Erster Artikel. Es giebt Kardinaltugenden unter den moralischen.
a). Keine moralische Tugend darf als Kardinal- oder Haupttugend bezeichnet werden. Denn: I. Was Unterabteilung ist in der gleichen „Art“, darf nicht einer anderen Unterabteilung gegenüber als hauptsächlich bezeichnet werden. Alle Tugenden aber sind gleichmäßig Unterabteilungen der „Art“ Tugend. II. Der Zweck ist hauptsächlicher wie das dem Zwecke Dienende. Die theologischen Tugenden aber gehen direkt auf den Zweck; die moralischen nur auf das Zweckdienliche. Also sind die ersteren vielmehr Kardinaltugenden. III. An erster Stelle steht, was dem Wesen nach etwas ist; und es folgt darauf das, was eben dasselbe nur dem Anteile nach ist. Die Tugenden in der Vernunft nun sind „vernünftige“ dem Wesen nach; denn ihr Sitz ist die Vernunft; wogegen die moralischen Tugenden nur in dem sind, was an der Bestimmung seitens der Vernunft Anteil hat. Da also die Tugend wesentlich vernunftgemäß ist, so stehen an erster Stelle die Tugenden, die in der Vernunft selber ihren Sitz haben, als Kardinaltugenden da. Auf der anderen Seite sagt Ambrosius (sup. Luc, c. 6, 8.): „Wir wissen, vier seien an Zahl die Kardinaltugenden: die Mäßigkeit, Gerechtigkeit, Stärke und Klugheit.“ Dies sind aber moralische Tugenden.
b) Ich antworte, daß, wenn man von Tugend schlechthin spricht, immer die menschliche verstanden wird. Zur menschlichen Tugend aber, soll sie anders eine vollkommene sein, gehört die Geradheit des Begehrens. Denn sie giebt nicht nur eine Fertigkeit, um zu wirken, sondern auch den guten Gebrauch derselben; während die unvollkommene Tugend nur das erstere giebt. Es steht aber das Vollkommene voran dem Unvollkommenen. Jene Tugend also, welche die Geradheit des Begehrens in sich enthält, ist hauptsächlicher wie die, welche bloß eine Fertigkeit verleiht, gut zu wirken. Dies sind nun die moralischen Tugenden; während unter den Tugenden in der Vernunft nur die Klugheit dazu gehört, nämlich den rechten Gebrauch der betreffenden Fertigkeit giebt. Die Klugheit ist aber, nach ihrer Materie zu urteilen, gewissermaßen eine moralische Tugend. Zulässigerweise also bezeichnet man als „hauptsächliche“ oder Kardinaltugenden moralische.
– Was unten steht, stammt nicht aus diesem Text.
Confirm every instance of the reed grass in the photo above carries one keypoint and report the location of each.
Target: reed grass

c) I. Wann die „Art“ in ihre Gattungen in der Weise geteilt wird, daß das Wesen und der Name der Art in den Gattungen ganz genau wiederkehrt, also es sich um ein genus univocum handelt, wie animal in rationale et irrationale geteilt wird; dann stehen sich die Untergattungen ganz gleichmäßig und jede mit demselben Rechte gegenüber, mag auch der Natur der Sache nach eine Gattung in ihrem Inhalte vollendeter sein wie die andere. So steht der Mensch in der Wirklichkeit über den Tieren; in der logischen Einteilung des Sinnbegabten jedoch in vernünftig und vernunftlos steht er den Tieren gleich. Gilt es aber die Einteilung eines genus analogum, wo das Wesen der Art nicht in jeder Unterabteilung genau das gleiche ist, sondern die eine Unterabteilung mit mehr Recht und früher an der Art teil hat wie die andere, so kann die eine hauptsächlicher sein wie die andere, sobald das Gemeinsame in Betracht gezogen wird; wie z. B. die Substanz hauptsächlicher „Sein“ genannt wird wie das Accidens oder die hinzutretende Eigenschaft, die nur durch die Substanz erst Sein gewinnt. Zur letzteren Einteilung gehört die der Tugend in die verschiedenen Arten und Gattungen, denn bei ihr wird das Gute der Vernunft mehr gefunden in der einen wie in der anderen; z. B. mehr in den Tugenden, die den Gebrauch ebenfalls einschließen wie in jenen, die bloß eine Fertigkeit verleihen. II. Die theologischen Tugenden sind über die Kräfte des Menschen; sie werden deshalb nicht menschliche, sondern „göttliche“ genannt. III. Die Tugenden in der Vernunft stehen zwar an erster Stelle, soweit es ihr Subjekt oder ihren Sitz, die Vernunft, anbelangt; aber nicht, soweit es auf den Wesenscharakter der Tugend ankommt, ausgenommen die Klugheit. Denn der Gegenstand der Tugend ist das Gute, was Gegenstand des begehrenden Teiles ist.